С носа яхты неожиданно донеслось тихое пение. Негры собрались на палубе, и их голоса слились в гипнотизирующую мелодию, уплывавшую в резких гармониях вверх, к луне.

Мама,
Мама,
Мама хочет отвести меня на Млечный Путь.
Папа,
Папа,
Папа говорит: «Об этом позабудь!»
Но мама говорит: «Пойдем!»
Мама говорит: «Пойдем!»

Карлиль вздохнул и замолчал, глядя вверх на сонм звезд, мерцавших в ясном небе, как электрические лампочки. Негритянская песня перешла в какой-то жалобный стон и казалось, что мерцание звезд в абсолютной тишине усиливалось с каждой минутой до такой степени, что можно было расслышать, как русалки совершают свой полночный туалет, причесывая серебрящиеся мокрые локоны при свете луны и шепчась друг с другом о прекрасных затонувших кораблях, в которых они живут на переливающихся зеленых авеню на дне.

– Смотри, – тихо сказал Карлиль, – вот красота, которой я хотел бы обладать. Красота должна быть поразительной, удивительной – она должна нахлынуть на тебя, как сон, как взгляд идеальной женщины.

Он повернулся к ней, но она молчала.

– Ты видишь, Анита… Я хотел сказать, Ардита?

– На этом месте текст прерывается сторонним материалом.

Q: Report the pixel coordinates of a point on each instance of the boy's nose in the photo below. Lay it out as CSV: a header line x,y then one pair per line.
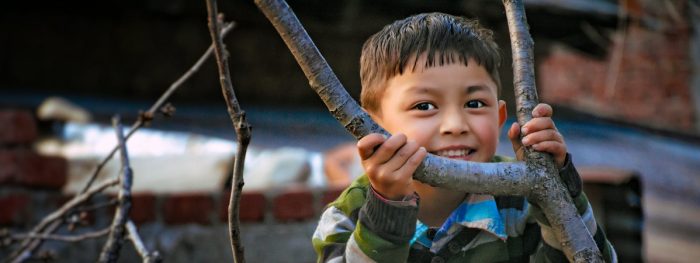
x,y
454,124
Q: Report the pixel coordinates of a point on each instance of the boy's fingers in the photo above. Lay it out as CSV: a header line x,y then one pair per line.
x,y
367,145
542,110
543,136
413,162
538,124
401,156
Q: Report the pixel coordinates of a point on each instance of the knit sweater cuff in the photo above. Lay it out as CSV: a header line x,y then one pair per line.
x,y
394,221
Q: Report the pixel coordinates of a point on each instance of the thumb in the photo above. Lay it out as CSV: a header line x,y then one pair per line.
x,y
514,136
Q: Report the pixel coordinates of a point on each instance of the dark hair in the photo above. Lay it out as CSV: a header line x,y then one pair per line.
x,y
444,38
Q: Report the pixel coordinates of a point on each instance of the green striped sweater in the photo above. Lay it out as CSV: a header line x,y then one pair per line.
x,y
360,226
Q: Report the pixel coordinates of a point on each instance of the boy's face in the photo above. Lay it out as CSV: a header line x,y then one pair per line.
x,y
451,110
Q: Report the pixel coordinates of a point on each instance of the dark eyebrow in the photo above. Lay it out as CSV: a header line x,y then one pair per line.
x,y
474,89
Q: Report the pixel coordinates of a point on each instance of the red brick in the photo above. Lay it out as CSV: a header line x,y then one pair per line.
x,y
143,208
188,208
294,204
17,127
252,207
27,168
651,85
14,208
86,217
330,195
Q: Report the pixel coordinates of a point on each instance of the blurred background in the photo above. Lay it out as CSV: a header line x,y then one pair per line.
x,y
622,76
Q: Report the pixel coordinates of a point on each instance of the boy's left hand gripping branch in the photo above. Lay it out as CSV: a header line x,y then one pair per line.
x,y
537,179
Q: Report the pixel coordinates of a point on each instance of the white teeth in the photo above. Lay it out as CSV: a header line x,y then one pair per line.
x,y
453,153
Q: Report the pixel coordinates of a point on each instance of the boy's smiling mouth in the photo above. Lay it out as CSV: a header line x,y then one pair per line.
x,y
456,152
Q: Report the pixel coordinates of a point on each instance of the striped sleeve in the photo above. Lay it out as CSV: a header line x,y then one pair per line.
x,y
362,227
550,250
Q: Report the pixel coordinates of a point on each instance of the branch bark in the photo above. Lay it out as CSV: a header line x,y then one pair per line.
x,y
537,180
486,178
110,251
553,198
51,222
240,124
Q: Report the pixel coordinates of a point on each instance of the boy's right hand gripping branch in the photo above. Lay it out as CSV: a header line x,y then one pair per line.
x,y
390,163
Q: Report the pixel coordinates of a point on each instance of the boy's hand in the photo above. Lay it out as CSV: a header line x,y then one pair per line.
x,y
541,134
390,163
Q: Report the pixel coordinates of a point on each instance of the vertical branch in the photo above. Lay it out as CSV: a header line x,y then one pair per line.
x,y
148,257
240,124
577,242
147,116
52,221
110,251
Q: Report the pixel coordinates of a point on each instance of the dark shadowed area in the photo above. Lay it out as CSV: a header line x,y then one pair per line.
x,y
621,75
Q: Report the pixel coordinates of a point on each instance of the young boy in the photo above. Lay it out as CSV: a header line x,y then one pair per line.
x,y
432,81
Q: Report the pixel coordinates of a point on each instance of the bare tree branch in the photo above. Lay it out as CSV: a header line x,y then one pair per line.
x,y
66,238
146,117
148,257
110,251
487,178
51,222
553,198
539,182
240,124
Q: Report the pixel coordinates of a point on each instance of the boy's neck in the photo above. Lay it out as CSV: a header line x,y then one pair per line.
x,y
436,204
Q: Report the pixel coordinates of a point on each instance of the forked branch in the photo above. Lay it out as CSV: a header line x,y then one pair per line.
x,y
486,178
240,124
577,243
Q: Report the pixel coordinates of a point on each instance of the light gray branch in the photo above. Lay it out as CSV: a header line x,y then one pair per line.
x,y
240,124
550,193
66,238
51,222
148,257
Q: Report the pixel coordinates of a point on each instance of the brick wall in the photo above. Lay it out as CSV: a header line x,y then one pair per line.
x,y
645,78
276,224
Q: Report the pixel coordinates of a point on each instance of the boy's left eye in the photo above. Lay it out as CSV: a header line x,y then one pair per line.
x,y
474,104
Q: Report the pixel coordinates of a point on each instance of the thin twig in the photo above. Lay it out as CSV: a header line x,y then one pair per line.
x,y
66,238
618,52
110,251
50,223
240,124
148,116
550,194
148,257
471,177
109,203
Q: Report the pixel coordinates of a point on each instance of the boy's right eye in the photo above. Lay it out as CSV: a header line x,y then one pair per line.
x,y
424,106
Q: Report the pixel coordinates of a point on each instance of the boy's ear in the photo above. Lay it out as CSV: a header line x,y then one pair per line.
x,y
502,113
373,115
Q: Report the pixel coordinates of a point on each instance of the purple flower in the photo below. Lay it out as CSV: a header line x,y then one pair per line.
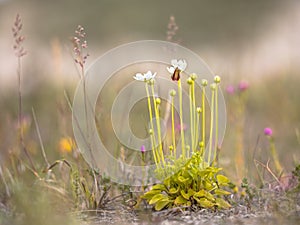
x,y
230,89
143,149
268,131
243,85
178,127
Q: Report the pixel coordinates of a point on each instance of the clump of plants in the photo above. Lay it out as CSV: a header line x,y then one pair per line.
x,y
188,173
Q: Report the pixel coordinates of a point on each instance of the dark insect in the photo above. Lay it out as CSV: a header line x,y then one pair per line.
x,y
176,74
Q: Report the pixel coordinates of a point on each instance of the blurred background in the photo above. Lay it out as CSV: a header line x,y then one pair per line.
x,y
257,41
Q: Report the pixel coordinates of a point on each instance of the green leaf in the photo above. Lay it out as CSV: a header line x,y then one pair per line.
x,y
222,192
221,203
188,194
156,198
182,179
222,180
173,190
180,200
159,187
150,194
161,204
203,202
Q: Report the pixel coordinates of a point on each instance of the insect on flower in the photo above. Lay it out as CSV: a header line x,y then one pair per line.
x,y
145,77
177,67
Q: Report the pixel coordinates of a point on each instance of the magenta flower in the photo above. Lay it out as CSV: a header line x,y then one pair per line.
x,y
268,131
230,89
178,127
243,85
143,149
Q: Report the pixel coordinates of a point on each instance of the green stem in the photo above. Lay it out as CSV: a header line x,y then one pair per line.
x,y
211,126
153,139
181,119
195,128
158,125
191,116
203,118
217,125
275,156
173,127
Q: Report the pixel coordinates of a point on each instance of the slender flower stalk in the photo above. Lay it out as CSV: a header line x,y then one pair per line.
x,y
195,126
173,93
217,81
19,53
192,121
204,84
213,88
152,135
156,102
177,67
268,132
148,78
199,110
181,120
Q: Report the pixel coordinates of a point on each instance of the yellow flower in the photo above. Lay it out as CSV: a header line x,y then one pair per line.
x,y
66,144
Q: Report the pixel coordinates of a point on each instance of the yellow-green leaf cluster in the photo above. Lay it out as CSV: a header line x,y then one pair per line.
x,y
193,184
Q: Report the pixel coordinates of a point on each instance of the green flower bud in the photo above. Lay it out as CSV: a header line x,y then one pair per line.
x,y
193,76
151,82
204,82
189,81
201,144
217,79
172,92
213,86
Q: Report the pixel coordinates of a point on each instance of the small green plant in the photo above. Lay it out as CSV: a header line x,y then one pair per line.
x,y
193,184
296,174
189,177
250,191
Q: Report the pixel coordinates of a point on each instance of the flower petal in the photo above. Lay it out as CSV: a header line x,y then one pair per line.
x,y
174,62
149,75
182,65
171,69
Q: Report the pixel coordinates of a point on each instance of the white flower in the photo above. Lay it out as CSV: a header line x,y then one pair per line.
x,y
145,77
177,64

Но она молчала. Она уснула.

IV

На следующий день, в разгар залитого солнцем полдня, неясное пятно в море прямо по курсу постепенно приобрело очертания серо-зеленого островка суши. Огромный гранитный утес с северной стороны на протяжении мили косогором спускался к югу, и яркие заросли и трава медленно переходили в песок пляжа, медленно исчезавший прямо в прибое. Когда Ардита, сидевшая на своем излюбленном месте, дошла до последней страницы «Восстания Ангелов», захлопнула книгу и взглянула вперед, то увидела остров и негромко вскрикнула от удивления, привлекая внимание задумчиво стоявшего у борта Карлиля.

– Это он? Это то место, куда вы шли?

Карлиль вздрогнул от неожиданности.

– Вы меня напугали.

Он громко крикнул шкиперу, стоявшему за штурвалом:

– Эй, Бэйб, это и есть твой остров?

Миниатюрная голова мулата появилась в окошке на верхней палубе.